95 Special mention should be made of Mr Russell’s case. It is true that whilst the specific criminal conduct was occurring within the farmhouse itself, he remained hidden within the motor vehicle. The only explanation available for such conduct on his part is that he and his co-offenders obviously feared that if he entered the farmhouse he would be recognised by the occupants. This would put them all at risk. However, the law is clear that in the circumstances he could not avoid full culpability for the criminal conduct which did occur within the farmhouse by reason of the nature of the criminal enterprise in which he engaged. Thus, although I regretfully find myself in disagreement with Hulme J in this regard, I am of the view that Mr Russell as well as Mr Iremonger should have received full custodial sentences.

96 Further, in my view, these offences called for partially concurrent sentences in each case.

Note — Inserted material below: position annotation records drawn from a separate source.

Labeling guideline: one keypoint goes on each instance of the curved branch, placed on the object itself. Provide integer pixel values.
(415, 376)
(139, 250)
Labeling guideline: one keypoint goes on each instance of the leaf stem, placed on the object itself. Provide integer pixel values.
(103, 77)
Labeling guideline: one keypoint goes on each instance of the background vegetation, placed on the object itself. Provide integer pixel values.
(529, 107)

97 No problem arises in relation to the application by Mr Eter for leave to appeal against his sentence. This application lacks substance. However, the application for leave to appeal should be allowed but the appeal dismissed. The Crown appeals do, however, present considerable difficulties, particularly bearing in mind the question of parity. It is now almost two years since the offences were committed and some nine months since the offenders were sentenced. To their credit each of the offenders has taken advantage of the leniency afforded to him and progressed towards rehabilitation. It would, in my view, now be unduly onerous to impose full custodial sentences upon Messrs Russell and Iremonger. In their case I would therefore exercise the discretion which is vested in the Court to dismiss the appeals albeit having been satisfied that these sentences were manifestly inadequate.

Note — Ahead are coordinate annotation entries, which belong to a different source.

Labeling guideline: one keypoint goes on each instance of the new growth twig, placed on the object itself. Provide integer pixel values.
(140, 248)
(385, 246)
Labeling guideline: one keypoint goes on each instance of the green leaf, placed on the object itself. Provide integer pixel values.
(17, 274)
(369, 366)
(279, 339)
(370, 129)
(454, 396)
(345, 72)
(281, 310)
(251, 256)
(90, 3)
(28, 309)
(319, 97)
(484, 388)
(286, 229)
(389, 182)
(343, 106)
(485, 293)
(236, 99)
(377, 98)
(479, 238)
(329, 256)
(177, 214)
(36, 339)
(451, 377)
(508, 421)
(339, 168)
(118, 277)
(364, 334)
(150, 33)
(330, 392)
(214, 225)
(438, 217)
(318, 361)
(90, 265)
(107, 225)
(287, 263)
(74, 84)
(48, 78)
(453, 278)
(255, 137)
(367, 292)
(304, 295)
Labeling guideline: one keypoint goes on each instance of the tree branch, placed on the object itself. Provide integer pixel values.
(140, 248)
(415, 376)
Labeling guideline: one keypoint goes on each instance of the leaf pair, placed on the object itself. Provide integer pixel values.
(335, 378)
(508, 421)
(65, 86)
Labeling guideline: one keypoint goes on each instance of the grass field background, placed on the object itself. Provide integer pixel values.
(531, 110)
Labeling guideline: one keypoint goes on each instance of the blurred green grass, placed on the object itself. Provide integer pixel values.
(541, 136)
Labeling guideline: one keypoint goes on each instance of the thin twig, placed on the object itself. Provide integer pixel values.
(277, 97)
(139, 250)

98 Bearing in mind what I have said about the involvement of each offender in the one joint criminal enterprise, I think it would offend the principle of parity to then increase the sentences imposed upon Messrs Eter and Cotter, again, despite their manifest inadequacy. In this regard one must bear in mind that Mr Cotter is due to be released to parole on 15 March 2004 and Mr Eter on 25 January 2004. Thus, I would also exercise the Court’s residual discretion and dismiss the Crown appeals against them.

99 In summary therefore, I would propose the following orders:

          1. In the case of Mr Eter -
              (a) Grant the application for leave to appeal against sentence but dismiss the appeal.
              (b) Dismiss the Crown appeal.
          2. Dismiss the Crown appeals against the sentences imposed upon each of Messrs Cotter, Russell and Iremonger.